AWS recently announced the availability of Meta’s latest foundation models, Llama 4 Scout and Llama 4 Maverick, in Amazon Bedrock and AWS SageMaker JumpStart. Both models provide multimodal capabilities and follow the mixture-of-experts architecture.
Launched by Meta last April, Llama 4 Scout and Maverick include 17 billion active parameters distributed across 16 and 128 experts, respectively. Llama 4 Scout is optimized to run on a single NVIDIA H100 GPU for general-purpose tasks. According to Meta, Llama 4 Maverick provides enhanced reasoning and coding capabilities and outperforms other models in its class. Amazon highlights the value of the mixture-of-experts architecture in reducing compute costs, making advanced AI more accessible and cost-effective:
Thanks to their more efficient mixture of experts (MoE) architecture—a first for Meta—that activates only the most relevant parts of the model for each task, customers can benefit from these powerful capabilities that are more compute efficient for model training and inference, translating into lower costs at greater performance.
While Llama 4 Scout supports a context window of up to 10 million tokens, Amazon Bedrock currently allows up to 3.5 million tokens, but plans to expand it shortly.
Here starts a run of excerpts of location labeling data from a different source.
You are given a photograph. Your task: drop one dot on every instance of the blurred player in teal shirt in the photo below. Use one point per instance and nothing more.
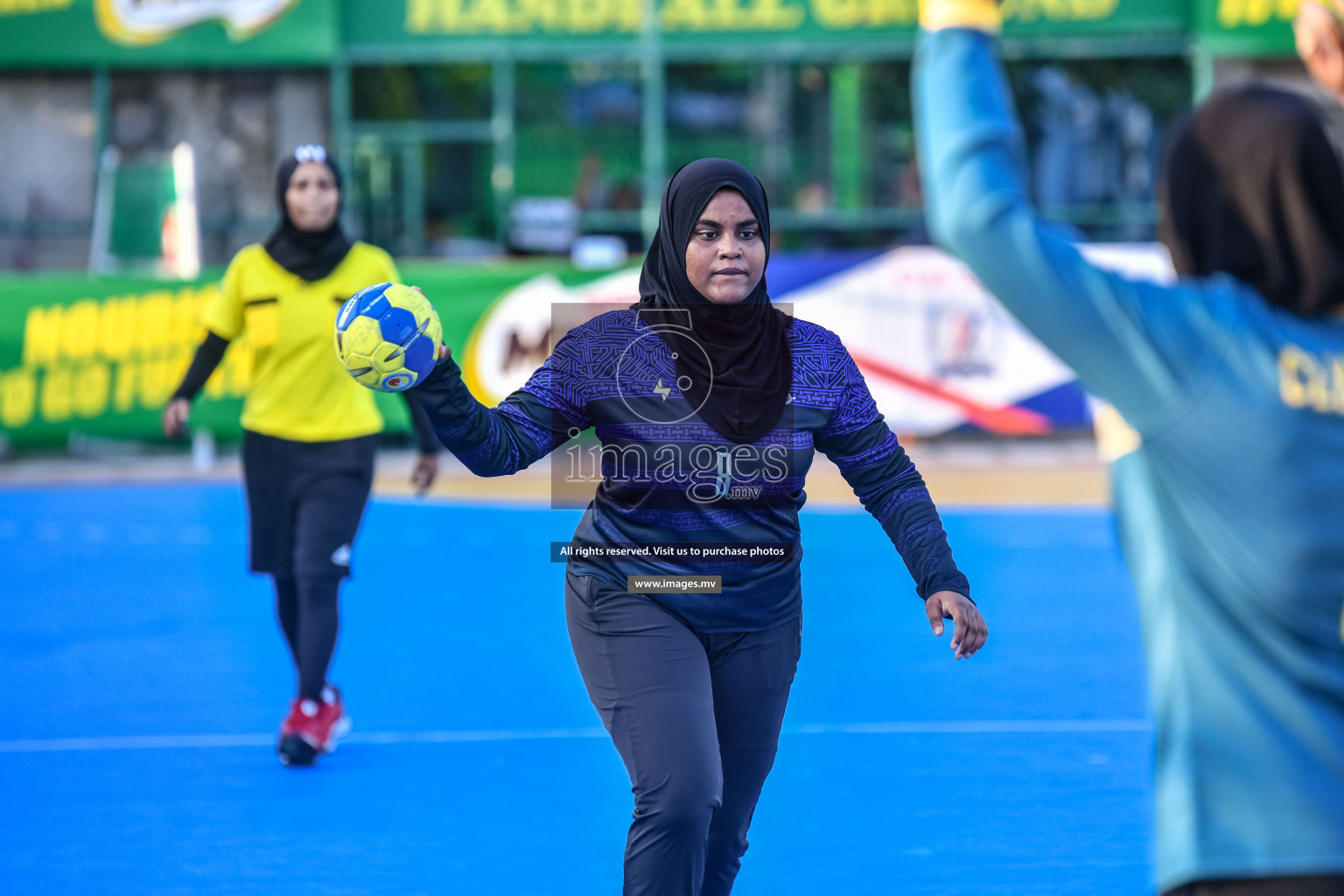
(1230, 499)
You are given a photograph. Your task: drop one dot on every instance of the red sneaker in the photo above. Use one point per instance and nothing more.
(333, 708)
(312, 728)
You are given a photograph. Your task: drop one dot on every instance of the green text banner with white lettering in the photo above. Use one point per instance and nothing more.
(167, 32)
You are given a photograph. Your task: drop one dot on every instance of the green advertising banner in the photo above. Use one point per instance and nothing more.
(1246, 27)
(100, 356)
(371, 23)
(167, 32)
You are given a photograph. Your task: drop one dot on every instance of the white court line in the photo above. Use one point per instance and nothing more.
(950, 727)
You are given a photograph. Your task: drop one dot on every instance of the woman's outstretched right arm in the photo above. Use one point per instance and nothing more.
(526, 426)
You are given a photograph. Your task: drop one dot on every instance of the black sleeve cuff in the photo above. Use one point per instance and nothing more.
(207, 358)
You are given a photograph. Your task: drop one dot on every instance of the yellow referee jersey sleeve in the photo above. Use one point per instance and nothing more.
(298, 389)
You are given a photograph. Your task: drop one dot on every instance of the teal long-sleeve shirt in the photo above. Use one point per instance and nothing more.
(1230, 511)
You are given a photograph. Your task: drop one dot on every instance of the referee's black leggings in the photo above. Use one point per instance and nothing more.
(695, 718)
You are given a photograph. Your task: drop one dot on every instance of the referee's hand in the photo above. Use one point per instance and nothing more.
(970, 629)
(424, 472)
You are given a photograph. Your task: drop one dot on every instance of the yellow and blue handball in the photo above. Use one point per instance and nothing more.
(388, 338)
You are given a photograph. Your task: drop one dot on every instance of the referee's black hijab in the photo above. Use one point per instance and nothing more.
(735, 356)
(1253, 187)
(310, 254)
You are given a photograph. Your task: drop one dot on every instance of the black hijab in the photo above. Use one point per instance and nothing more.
(735, 356)
(1254, 188)
(305, 253)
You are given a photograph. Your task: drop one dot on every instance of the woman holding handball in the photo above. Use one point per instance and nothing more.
(310, 431)
(709, 402)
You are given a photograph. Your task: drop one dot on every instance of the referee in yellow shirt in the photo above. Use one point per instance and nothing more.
(310, 430)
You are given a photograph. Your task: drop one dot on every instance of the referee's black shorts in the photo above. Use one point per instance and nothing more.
(304, 502)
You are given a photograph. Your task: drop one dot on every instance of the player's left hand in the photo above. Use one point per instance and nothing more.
(970, 629)
(424, 473)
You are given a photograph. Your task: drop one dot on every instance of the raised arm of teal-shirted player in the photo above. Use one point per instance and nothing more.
(1143, 346)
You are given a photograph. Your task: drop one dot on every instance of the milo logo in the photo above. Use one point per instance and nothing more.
(398, 382)
(137, 23)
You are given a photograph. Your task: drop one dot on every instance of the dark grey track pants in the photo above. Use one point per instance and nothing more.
(695, 718)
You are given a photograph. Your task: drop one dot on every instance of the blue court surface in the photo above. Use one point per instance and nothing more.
(143, 679)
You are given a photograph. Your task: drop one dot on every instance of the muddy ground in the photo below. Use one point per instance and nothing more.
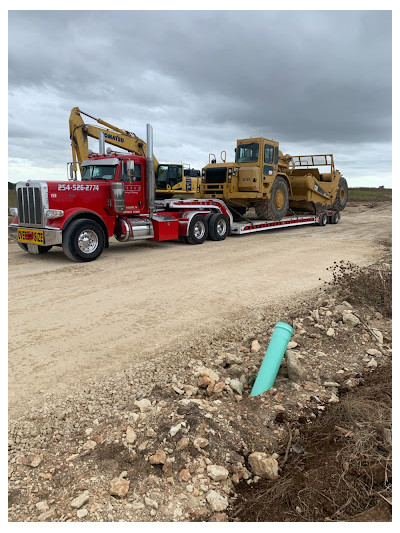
(167, 435)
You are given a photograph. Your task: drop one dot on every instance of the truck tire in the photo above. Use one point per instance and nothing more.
(198, 230)
(276, 207)
(41, 249)
(341, 195)
(218, 227)
(83, 240)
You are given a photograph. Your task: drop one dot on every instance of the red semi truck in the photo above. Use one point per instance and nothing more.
(116, 197)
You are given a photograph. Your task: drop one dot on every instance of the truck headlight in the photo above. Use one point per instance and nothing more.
(54, 213)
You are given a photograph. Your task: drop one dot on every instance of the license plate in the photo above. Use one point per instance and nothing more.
(31, 236)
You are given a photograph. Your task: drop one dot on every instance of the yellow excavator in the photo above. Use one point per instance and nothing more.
(171, 179)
Llama 4 Maverick supports a maximum of one million tokens. In both cases, these represent a significant increase over the 128K context window available for Llama 3 models.
On Amazon SageMaker JumpStart, you can use the new models with SageMaker Studio or the Amazon SageMaker Python SDK depending on your use case. Both models default to a ml.p5.48xlarge
instance, which features NVIDIA H100 Tensor Core GPUs. Alternatively, you can choose a ml.p5en.48xlarge
instance powered by NVIDIA H200 Tensor Core GPUs. Llama 4 Scout also supports the ml.g6e.48xlarge
instance type, which uses NVIDIA L40S Tensor Core GPUs.
Llama 4 models are available on several other cloud providers, including Databricks, GroqCloud, Lambda.ai, Cerebras Inference Cloud, and others. Additionally, you can access them on Hugging Face.
In addition to Scout and Maverick, Behemoth is the third model in the Llama 4 family, featuring 288 billion active parameters distributed across 16 experts. Meta describes Behemoth, currently in preview, as the most intelligent teacher model for distillation, having used it to train both Scout and Maverick.